[dpdk-dev] [RFC v5] /net: memory interface (memif)

Honnappa Nagarahalli Honnappa.Nagarahalli at arm.com
Fri May 3 06:27:37 CEST 2019


> On 3/22/2019 11:57 AM, Jakub Grajciar wrote:
> > Memory interface (memif), provides high performance packet transfer
> > over shared memory.
> >
> > Signed-off-by: Jakub Grajciar <jgrajcia at cisco.com>
> 
> <...>
> 
> > @@ -0,0 +1,200 @@
> > +..  SPDX-License-Identifier: BSD-3-Clause
> > +    Copyright(c) 2018-2019 Cisco Systems, Inc.
> > +
> > +======================
> > +Memif Poll Mode Driver
> > +======================
> > +Shared memory packet interface (memif) PMD allows for DPDK and any
> > +other client using memif (DPDK, VPP, libmemif) to communicate using
> > +shared memory. Memif is Linux only.
> > +
> > +The created device transmits packets in a raw format. It can be used
> > +with Ethernet mode, IP mode, or Punt/Inject. At this moment, only
> > +Ethernet mode is supported in DPDK memif implementation.
> > +
> > +Memif works in two roles: master and slave. Slave connects to master
> > +over an existing socket. It is also a producer of shared memory file
> > +and initializes the shared memory. Master creates the socket and
> > +listens for any slave connection requests. The socket may already
> > +exist on the system. Be sure to remove any such sockets, if you are
> > +creating a master interface, or you will see an "Address already in
> > +use" error. Function ``rte_pmd_memif_remove()``,
> 
> Can it be possible to remove this existing socket on successfully termination
> of the dpdk application with 'master' role?

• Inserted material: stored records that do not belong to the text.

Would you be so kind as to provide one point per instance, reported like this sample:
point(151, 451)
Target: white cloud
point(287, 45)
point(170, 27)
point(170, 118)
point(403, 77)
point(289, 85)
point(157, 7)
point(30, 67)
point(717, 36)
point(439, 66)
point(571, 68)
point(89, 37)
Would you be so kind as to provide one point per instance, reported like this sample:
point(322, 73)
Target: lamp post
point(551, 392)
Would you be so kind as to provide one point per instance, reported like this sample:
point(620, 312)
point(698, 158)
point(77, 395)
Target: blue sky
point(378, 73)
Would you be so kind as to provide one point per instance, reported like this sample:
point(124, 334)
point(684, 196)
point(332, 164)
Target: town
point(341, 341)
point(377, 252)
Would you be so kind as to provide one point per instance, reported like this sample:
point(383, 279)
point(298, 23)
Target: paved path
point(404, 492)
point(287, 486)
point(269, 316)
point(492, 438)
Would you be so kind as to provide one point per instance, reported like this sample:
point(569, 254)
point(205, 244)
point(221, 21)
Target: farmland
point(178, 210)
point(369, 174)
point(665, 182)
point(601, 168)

> Otherwise each time to run a dpdk app, requires to delete the socket file first.
> 
> 
>     net_memif is the same case as net_virtio_user, I'd use the same
> workaround.
>     testpmd.c:pmd_test_exit() this, however, is only valid for testpmd.
> 
> 
> > +which removes memif interface, will also remove a listener socket, if
> > +it is not being used by any other interface.
> > +
> > +The method to enable one or more interfaces is to use the
> > +``--vdev=net_memif0`` option on the DPDK application command line.

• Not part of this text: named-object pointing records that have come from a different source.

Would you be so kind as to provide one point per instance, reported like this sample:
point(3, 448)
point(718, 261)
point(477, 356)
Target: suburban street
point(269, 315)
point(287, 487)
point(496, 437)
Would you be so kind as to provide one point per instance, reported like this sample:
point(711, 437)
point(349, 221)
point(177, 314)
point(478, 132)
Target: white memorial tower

> > +Each ``--vdev=net_memif1`` option given will create an interface
> > +named net_memif0, net_memif1, and so on. Memif uses unix domain
> > +socket to transmit control messages. Each memif has a unique id per
> > +socket. If you are connecting multiple interfaces using same socket,
> > +be sure to specify unique ids ``id=0``, ``id=1``, etc. Note that if
> > +you assign a socket to a master interface it becomes a listener
> > +socket. Listener socket can not be used by a slave interface on same client.
> 
> When I connect two slaves, id=0 & id=1 to the master, both master and
> second slave crashed as soon as second slave connected, is this a know issue?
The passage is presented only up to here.